Heterogeneity: what is it and why does it matter?
Posted on 29th November 2018 by Maximilian Siebert
Heterogeneity is not something to be afraid of, it just means that there is variability in your data. So, if one brings together different studies for analysing them or doing a meta-analysis, it is clear that there will be differences found. The opposite of heterogeneity is homogeneity meaning that all studies show the same effect.
It is important to note that there are different types of heterogeneity:
- Clinical: Differences in participants, interventions or outcomes
- Methodological: Differences in study design, risk of bias
- Statistical: Variation in intervention effects or results
We are interested in these differences because they can indicate that our intervention may not be working in the same way every time it’s used.

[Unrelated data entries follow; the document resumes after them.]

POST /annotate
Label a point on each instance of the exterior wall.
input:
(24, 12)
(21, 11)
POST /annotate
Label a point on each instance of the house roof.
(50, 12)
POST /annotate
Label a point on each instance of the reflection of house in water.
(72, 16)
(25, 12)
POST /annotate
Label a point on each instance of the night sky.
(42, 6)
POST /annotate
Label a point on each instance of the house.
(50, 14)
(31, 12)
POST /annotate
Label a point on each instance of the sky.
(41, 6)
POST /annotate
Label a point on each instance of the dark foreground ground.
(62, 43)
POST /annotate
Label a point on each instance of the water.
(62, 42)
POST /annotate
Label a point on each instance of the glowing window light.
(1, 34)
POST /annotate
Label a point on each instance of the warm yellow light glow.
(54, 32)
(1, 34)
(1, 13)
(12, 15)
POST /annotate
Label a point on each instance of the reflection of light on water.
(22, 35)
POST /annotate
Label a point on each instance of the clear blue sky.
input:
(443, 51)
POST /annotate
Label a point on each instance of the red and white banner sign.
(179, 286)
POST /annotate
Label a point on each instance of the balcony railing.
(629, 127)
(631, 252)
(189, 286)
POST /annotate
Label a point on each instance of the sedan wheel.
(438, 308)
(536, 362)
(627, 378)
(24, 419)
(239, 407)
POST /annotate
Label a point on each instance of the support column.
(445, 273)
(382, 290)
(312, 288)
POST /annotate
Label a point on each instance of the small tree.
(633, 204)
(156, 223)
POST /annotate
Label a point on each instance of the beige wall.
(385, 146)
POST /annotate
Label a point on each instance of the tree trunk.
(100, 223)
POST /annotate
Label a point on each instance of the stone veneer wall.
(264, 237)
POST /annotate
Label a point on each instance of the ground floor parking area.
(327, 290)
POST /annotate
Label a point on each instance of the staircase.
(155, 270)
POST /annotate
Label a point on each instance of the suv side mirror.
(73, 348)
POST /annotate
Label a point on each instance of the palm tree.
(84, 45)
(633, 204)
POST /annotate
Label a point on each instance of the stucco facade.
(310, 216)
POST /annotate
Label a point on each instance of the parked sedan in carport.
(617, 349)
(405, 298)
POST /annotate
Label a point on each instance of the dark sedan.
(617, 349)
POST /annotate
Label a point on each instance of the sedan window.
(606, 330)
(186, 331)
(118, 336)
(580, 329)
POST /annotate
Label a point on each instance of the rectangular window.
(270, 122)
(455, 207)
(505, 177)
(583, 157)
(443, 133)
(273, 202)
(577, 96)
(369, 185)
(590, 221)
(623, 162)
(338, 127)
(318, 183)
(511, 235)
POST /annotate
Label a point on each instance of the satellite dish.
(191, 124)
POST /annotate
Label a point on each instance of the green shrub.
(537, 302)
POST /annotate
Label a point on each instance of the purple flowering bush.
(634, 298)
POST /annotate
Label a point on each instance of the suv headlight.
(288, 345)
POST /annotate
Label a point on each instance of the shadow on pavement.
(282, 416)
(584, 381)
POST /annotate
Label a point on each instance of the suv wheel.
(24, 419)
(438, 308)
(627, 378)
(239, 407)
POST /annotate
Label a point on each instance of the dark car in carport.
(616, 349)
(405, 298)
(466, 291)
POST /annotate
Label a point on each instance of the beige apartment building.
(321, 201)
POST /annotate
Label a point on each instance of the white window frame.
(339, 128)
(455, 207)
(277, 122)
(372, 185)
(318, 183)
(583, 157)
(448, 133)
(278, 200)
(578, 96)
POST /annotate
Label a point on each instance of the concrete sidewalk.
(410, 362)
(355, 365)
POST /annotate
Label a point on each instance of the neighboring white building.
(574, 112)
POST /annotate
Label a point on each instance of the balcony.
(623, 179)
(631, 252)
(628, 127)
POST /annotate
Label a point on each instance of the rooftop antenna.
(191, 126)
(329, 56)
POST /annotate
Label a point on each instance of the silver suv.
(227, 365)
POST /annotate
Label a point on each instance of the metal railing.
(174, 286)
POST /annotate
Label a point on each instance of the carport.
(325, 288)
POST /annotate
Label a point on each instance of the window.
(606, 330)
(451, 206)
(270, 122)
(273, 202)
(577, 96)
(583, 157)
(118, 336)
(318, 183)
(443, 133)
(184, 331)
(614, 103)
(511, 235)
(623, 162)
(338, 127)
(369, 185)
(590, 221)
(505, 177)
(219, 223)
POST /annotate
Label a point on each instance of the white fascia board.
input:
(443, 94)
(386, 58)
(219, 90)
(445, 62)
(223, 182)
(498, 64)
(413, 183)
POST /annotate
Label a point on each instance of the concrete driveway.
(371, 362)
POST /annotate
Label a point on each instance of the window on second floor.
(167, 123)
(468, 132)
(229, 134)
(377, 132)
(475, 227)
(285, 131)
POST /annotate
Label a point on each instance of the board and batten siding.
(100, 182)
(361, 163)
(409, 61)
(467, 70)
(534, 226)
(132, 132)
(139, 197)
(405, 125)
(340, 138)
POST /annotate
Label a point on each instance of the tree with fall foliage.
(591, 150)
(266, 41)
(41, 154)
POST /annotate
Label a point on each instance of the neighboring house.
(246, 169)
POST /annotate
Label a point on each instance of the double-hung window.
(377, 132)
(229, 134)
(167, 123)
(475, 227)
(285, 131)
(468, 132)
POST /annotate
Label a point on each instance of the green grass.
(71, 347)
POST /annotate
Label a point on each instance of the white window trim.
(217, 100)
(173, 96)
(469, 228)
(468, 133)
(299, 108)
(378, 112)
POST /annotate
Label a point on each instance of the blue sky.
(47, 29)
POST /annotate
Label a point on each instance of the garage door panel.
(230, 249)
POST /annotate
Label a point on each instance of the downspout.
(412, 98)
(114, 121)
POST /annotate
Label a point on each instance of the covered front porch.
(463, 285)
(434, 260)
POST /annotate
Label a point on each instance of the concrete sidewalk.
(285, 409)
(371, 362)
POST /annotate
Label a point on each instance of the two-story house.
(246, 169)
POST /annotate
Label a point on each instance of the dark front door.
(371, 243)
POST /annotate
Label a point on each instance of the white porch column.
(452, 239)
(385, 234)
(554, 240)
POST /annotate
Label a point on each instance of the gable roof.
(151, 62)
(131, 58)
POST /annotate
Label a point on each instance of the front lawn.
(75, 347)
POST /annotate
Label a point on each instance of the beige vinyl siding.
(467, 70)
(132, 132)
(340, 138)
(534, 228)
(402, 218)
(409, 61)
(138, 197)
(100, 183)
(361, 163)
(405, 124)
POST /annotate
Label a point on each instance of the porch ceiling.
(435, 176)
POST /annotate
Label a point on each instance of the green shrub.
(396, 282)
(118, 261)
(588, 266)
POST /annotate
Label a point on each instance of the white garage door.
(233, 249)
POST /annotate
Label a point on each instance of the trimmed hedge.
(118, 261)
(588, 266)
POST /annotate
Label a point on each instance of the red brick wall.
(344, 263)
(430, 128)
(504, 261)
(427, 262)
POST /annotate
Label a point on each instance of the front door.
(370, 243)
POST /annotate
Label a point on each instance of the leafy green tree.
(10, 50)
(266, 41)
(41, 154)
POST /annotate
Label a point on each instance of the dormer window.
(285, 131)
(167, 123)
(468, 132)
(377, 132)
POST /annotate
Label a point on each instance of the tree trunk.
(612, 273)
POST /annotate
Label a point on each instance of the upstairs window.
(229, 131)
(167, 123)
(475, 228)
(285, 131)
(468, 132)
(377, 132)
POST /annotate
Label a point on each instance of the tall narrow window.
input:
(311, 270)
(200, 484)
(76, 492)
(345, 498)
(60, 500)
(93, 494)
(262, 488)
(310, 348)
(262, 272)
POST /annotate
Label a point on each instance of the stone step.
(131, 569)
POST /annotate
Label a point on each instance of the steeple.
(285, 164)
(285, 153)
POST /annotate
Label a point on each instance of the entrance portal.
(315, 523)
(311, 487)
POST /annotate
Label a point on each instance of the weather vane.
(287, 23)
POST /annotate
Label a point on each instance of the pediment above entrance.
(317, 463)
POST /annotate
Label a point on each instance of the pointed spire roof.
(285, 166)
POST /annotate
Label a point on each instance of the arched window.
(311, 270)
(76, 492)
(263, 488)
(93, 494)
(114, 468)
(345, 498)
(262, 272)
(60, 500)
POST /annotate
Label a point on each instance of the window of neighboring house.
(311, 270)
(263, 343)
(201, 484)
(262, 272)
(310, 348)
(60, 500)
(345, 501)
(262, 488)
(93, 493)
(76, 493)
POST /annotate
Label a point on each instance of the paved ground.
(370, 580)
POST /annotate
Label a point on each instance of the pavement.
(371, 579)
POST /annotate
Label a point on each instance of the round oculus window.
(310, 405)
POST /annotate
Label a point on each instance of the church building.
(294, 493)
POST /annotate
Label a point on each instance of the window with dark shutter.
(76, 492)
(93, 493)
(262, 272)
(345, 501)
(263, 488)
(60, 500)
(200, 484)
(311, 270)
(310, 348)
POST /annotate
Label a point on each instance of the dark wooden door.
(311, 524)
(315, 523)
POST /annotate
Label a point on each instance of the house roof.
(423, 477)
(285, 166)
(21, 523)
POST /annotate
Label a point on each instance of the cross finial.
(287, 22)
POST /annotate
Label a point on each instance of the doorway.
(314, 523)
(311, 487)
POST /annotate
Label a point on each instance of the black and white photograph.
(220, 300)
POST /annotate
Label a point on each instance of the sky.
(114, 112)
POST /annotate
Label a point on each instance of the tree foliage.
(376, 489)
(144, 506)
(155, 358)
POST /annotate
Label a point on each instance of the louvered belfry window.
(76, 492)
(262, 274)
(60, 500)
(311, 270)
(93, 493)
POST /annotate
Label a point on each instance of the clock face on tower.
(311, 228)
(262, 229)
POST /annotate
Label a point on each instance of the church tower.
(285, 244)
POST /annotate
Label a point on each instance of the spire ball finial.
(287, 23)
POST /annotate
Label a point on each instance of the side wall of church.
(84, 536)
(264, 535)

By investigating these differences, you can reach a much greater understanding of what factors influence the intervention, and what result you can expect next time the intervention is implemented.
Although clinical and methodological heterogeneity are important, this blog will be focusing on statistical heterogeneity.
How to identify and measure heterogeneity
In your forest plot, have a look at overlapping confidence intervals, rather than on which side your effect estimates are. Whether the results are on either side of the line of no effect may not affect your assessment of whether heterogeneity is present, but it may influence your assessment of whether the heterogeneity matters.
With this in mind, take a look at the graph below and decide which plot is more homogeneous.
Of course, the more homogeneous one is the plot number 1 . The confidence intervals are all overlapping and in addition to that, all studies favour the control intervention.
For the people who love to measure things instead of just eyeballing them, don’t worry, there are still some statistical methods to help you seize the concept of heterogeneity.
Chi-squared (χ²) test
This test assumes the null hypothesis that all the studies are homogeneous, or that each study is measuring an identical effect, and gives us a p-value to test this hypothesis. If the p-value of the test is low we can reject the hypothesis and heterogeneity is present.
Because the test is often not sensitive enough and the wrong exclusion of heterogeneity happens quickly, a lot of scientists use a p-value of < 0.1 instead of < 0.05 as the cut-off.
This test was developed by Professor Julian Higgins and has a theory to measure the extent of heterogeneity rather than stating if it is present or not.
Thresholds for the interpretation of I² can be misleading, since the importance of inconsistency depends on several factors. A rough guide to interpretation is as follows:
- 0% to 40%: might not be important
- 30% to 60%: moderate heterogeneity
- 50% to 90%: substantial heterogeneity
- 75% to 100%: considerable heterogeneity
To understand the theory above have a look at the following example.
We can see that the p-value of the chi-squared test is 0.11, confirming the null hypothesis and thus suggesting homogeneity. However, by looking at the interventions we can already see some heterogeneity in the results. Furthermore, the I² Value is 51% suggesting moderate to substantial heterogeneity.
This is a good example of how the χ² test can be misleading when there are only a few studies in the meta-analysis.
How to deal with heterogeneity?
Once you have detected variability in your results you need to deal with it. Here are some steps on how you can treat this issue:
- Check your data for mistakes – Go back and see if you maybe typed in something wrong
- Don’t do a meta-analysis if heterogeneity is too high – Not every systematic review needs a meta-analysis
- Explore heterogeneity – This can be done by subgroup analysis or meta-regression
- Perform a random effects meta-analysis – Bear in mind that this approach is for heterogeneity that cannot be explained because it’s due to chance
- Changing the effect measures – Let’s say you use the Risk Difference and have high heterogeneity, then try out Risk Ratio or Odds Ratio
(1) Fletcher, J. What is heterogeneity and is it important? BMJ 2007; 334 :94
(2) Deeks JJ, Higgins JPT, Altman DG (editors). Chapter 9: Analysing data and undertaking meta-analyses. In: Higgins JPT, Green S (editors). Cochrane Handbook for Systematic Reviews of Interventions Version 5.1.0 [updated March 2011]. The Cochrane Collaboration, 2011. Available from www.cochrane-handbook.org.